2~☔

Bywały takie dni, gdy byłem bardzo pewny siebie i pokazywałem, że się niczego nie boję, ale dzisiejszy dzień zmiótł mnie z planszy.
Dosłownie miałem takiego kaca, że to się w głowie nie mieści, a gdyby tego było mało moje myśli krążyły ciągle wokół o brunecie którego poznałem wczorajszej nocy, chociaż w sumie to dzisiejszej, ale czy można nazwać to "spotkanie" poznaniem się? Nie wydaje mi się.
Chan pieprzył mi coś nad głową o tym jak bardzo jestem nieodpowiedzialny, że wracałem sam z rozładowanym telefonem w tę cholerną burze i to jeszcze po procentach.
Gdybym mu wspomniał o tym chłopaku to pewnie by na zawał zszedł, a tego wolałem mu i sobie oszczędzić.

-idź się chociaż wykąp, jebiesz gorzelnią gorzej niż mój stary- powiedział beznamiętnie Bin, który o dziwo swojej sytuacji w rodzinnym domu miał spory dystans do tego. Życie go widocznie nauczyło, że jak masz dobre serce to obyś dupy nie miał szklanej.

Wystawiłem w jego stronę środkowy palec, a w tym samym momencie poczułem jak Bang zwala mnie z kanapy przez co przywaliłem z hukiem w zimną podłogę.

-aigh!! Ty mendo! - warknąłem podnosząc się

-jeszcze jedno słowo, a nauczę cię szacunku do starszych - powiedział ostrzegawczo, a ja tylko wywróciłem oczami idąc ku łazience. Zapowiada się ciekawy dzień

~•~

Ubrany w najzwyklejsze czarne spodenki i luźną koszulkę z Spongebob'em chodziłem zalanymi ulicami po nocnym armagedonie.
Ta cisza po burzy była niezwykła. Ludzi spotykałem tylko w autach, a ptaki odgrywały mi piękne melodie przy których czułem, że żyje.
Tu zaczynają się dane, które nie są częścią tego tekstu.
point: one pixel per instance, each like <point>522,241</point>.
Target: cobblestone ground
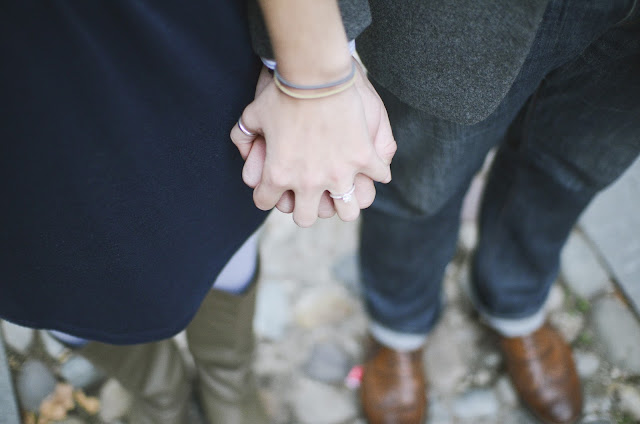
<point>311,327</point>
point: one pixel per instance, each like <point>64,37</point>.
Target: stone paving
<point>311,326</point>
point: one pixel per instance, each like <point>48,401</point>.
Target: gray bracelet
<point>319,86</point>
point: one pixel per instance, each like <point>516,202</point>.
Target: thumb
<point>383,141</point>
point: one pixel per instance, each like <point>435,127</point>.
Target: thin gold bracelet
<point>321,95</point>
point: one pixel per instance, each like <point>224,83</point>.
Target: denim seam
<point>634,8</point>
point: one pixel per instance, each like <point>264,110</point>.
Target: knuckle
<point>304,222</point>
<point>276,178</point>
<point>350,215</point>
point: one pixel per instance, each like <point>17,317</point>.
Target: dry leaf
<point>29,418</point>
<point>88,403</point>
<point>50,410</point>
<point>55,406</point>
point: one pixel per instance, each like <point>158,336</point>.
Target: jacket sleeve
<point>356,16</point>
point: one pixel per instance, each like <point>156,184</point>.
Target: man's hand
<point>325,144</point>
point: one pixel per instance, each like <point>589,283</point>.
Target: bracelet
<point>320,95</point>
<point>317,86</point>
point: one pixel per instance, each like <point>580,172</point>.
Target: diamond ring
<point>346,197</point>
<point>244,129</point>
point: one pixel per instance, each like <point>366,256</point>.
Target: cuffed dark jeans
<point>569,126</point>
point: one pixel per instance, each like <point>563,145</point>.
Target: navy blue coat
<point>121,191</point>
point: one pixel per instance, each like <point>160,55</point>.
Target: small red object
<point>354,378</point>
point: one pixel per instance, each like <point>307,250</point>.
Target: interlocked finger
<point>243,134</point>
<point>346,203</point>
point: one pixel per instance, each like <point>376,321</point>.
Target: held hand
<point>349,154</point>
Widocznie cały tydzień pogoda będzie nie mrawa bo już zaczynało kropić
Stałem właśnie na pasach, gdzie było czerwone światło i czekałem cierpliwie, ale pogoda robiła się coraz cięższa. Było przyjemnie, ale mimo wszystko nienawidziłem być przemoczony.

Gdy pojawiło się zielone ruszyłem, a osoby stojące obok mnie również. Pod koniec pasów rozpadało się już totalnie.
Chciałem już wyzywać niebiosa, ale nie poczułem mokrych kropli na ciele.
Uniosłem wzrok i ujrzałem nad sobą fioletową parasolkę.

Odwróciłem się energicznie, a osobę którą tam zastałem na pewno się tu nie spodziewałem.
Niby głupi, ale jednocześnie naprawdę szczęśliwy uśmiech wkradł się na moje usta.

-Wow ty naprawdę mnie śledzisz - pokręciłem głową widząc, że ten trzymał parasolkę nade mną przez co sam zostawał coraz bardziej mokry

-Akurat to był przypadek - uśmiechnął się, ale tak delikatnie... Tak inaczej niż wtedy...
I dopiero po chwili dostrzegłem, że wraz z kroplami deszczu po jego policzku aż od samej głowy Pociekła stróżka krwi.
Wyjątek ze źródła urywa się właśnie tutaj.